One of my favourite papers on this is that by Zaller and Feldman – “A simple theory of survey response”. As they say ‘individuals typically do not develop “true attitudes” of the type that opinion analysts routinely assume, but possess a series of autonomous and often inconsistent reactions to the questions asked by pollsters’. In other words - what is in the head of the respondent at the time of answering a question dictates how they will answer it, and that includes what was asked before. Context matters, and if you move a survey question, you will get a different answer.

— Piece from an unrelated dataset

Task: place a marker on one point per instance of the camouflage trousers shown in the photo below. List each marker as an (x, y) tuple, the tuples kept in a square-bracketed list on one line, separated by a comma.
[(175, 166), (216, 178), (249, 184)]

For our motivations questions, students became less likely to give just one motivation for taking their course, and slightly more likely to give three or four motivations for attending a course. It was a subtle shift that only affected some, but for those students the process of reflecting on their course for five minutes before answering the motivations questions appeared to change their response. The risk is that such a change is interpreted as a change it the student experience, rather than the way we are attempting to measure it.
If that change was minor, the revision to the Postgraduate Research Experience Survey (PRES) in 2013 and PTES in 2014 were major. Trends were lost, or bucked in response to changing positions and scales. Efforts can be made to contextualise the shifts, but with every change that most exact of benchmarks, the year on year measurement within the same organisation, is lost. In the discussions about revisions to the NSS, there has been a big push from HE providers to retain much of the format. Whilst there are an army of scholars that would love to change the format of the NSS, losing the wider context of trends risks beginning from ground zero. With any change, we need to ensure that the knowledge built up in a previous incarnation is not lost, and that we understand just a word or a shift of place can change how the respondent experiences the survey and thus their response. Most of all, trends help show that glorious peaks and miserable troughs were nothing but random fluctuations and cohort effects. They help remove the temptation for knee-jerk panic and broaden out the picture to show what really impacts on experience: what initiatives have worked; what changes have had negative impact; what was just an artefact of that autonomous and inconsistent being, the respondent.